To describe a case of neuroleptic malignant syndrome (NMS) associated with the use of prochlorperazine in a patient recently hospitalized for NMS secondary to olanzapine.

METHODS

A 28-year-old African American male with a history of schizophrenia was hospitalized 22 days prior to the current admission for an episode of olanzapine-induced NMS. The patient was discharged from our hospital to an outside psychiatric facility. At this facility, the patient developed nausea and was given 2 doses (unknown amount and route) of prochlorperazine. Over the next 24 hours, the patient exhibited signs and symptoms of NMS including fever, agitation, and muscle rigidity. He was transported to the emergency department and became increasingly agitated. Upon admission, the patient was hyperthermic (rectal temperature 39 °C) and tachycardic (heart rate 138 beats/min), with an elevated white blood cell count of 13.5 × 10(3)/μL, creatine kinase 431 units/L, serum sodium 150 mEq/L, blood urea nitrogen 25 mg/dL, and creatinine 1.1 mg/dL. A diagnosis of NMS was speculated and infectious causes were excluded. The patient was treated with aggressive fluid resuscitation and rapid cooling measures, as well as bromocriptine and lorazepam. Cooling measures were used for 48 hours, during which time the creatine kinase, white blood cell count, sodium, blood urea nitrogen, and creatinine gradually normalized.
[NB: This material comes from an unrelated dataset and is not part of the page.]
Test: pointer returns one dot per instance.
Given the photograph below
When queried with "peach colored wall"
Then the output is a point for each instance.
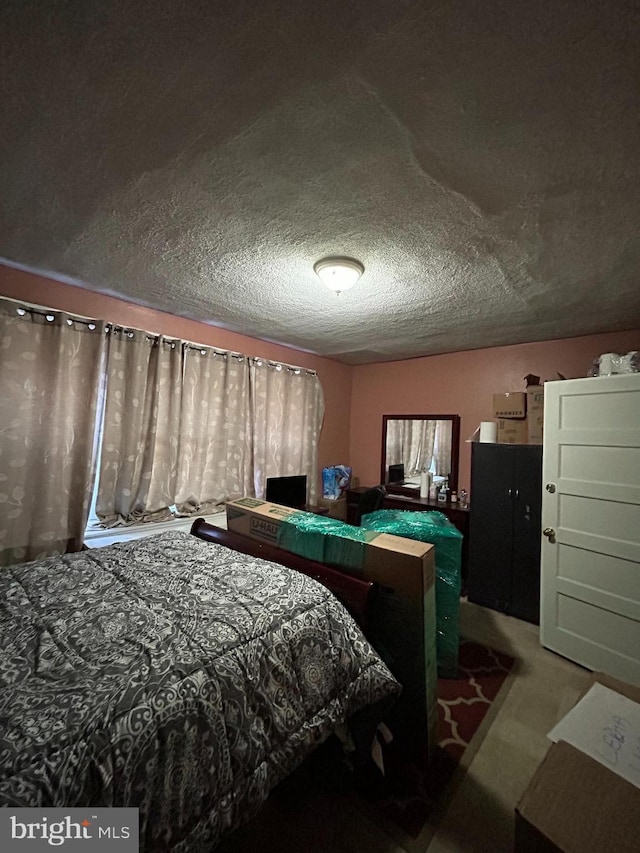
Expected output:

The patient was discharged to a psychiatry facility with a treatment regimen of oxcarbazepine 600 mg twice daily, lorazepam 2 mg 3 times daily, and clozapine 25 mg at bedtime, which was titrated over 2 months to 200 mg twice daily. There have been no further occurrences of NMS.

CONCLUSIONS

The patient had all of the major characteristics of NMS with no other likely causative factors that may have contributed to his illness. Use of the Naranjo probability scale suggested that NMS was probably related to prochlorperazine. This case highlights the potential increased risk with the use of prochlorperazine in a patient with a history of olanzapine-induced NMS.

CONCLUSIONS

NMS should be considered as a rare complication of therapy with antipsychotics and agents that alter dopamine activity, especially in patients with a history of the syndrome. Careful consideration should be given regarding the risks and benefits of using non-antipsychotic dopamine antagonists in patients with a history of antipsychotic-induced NMS.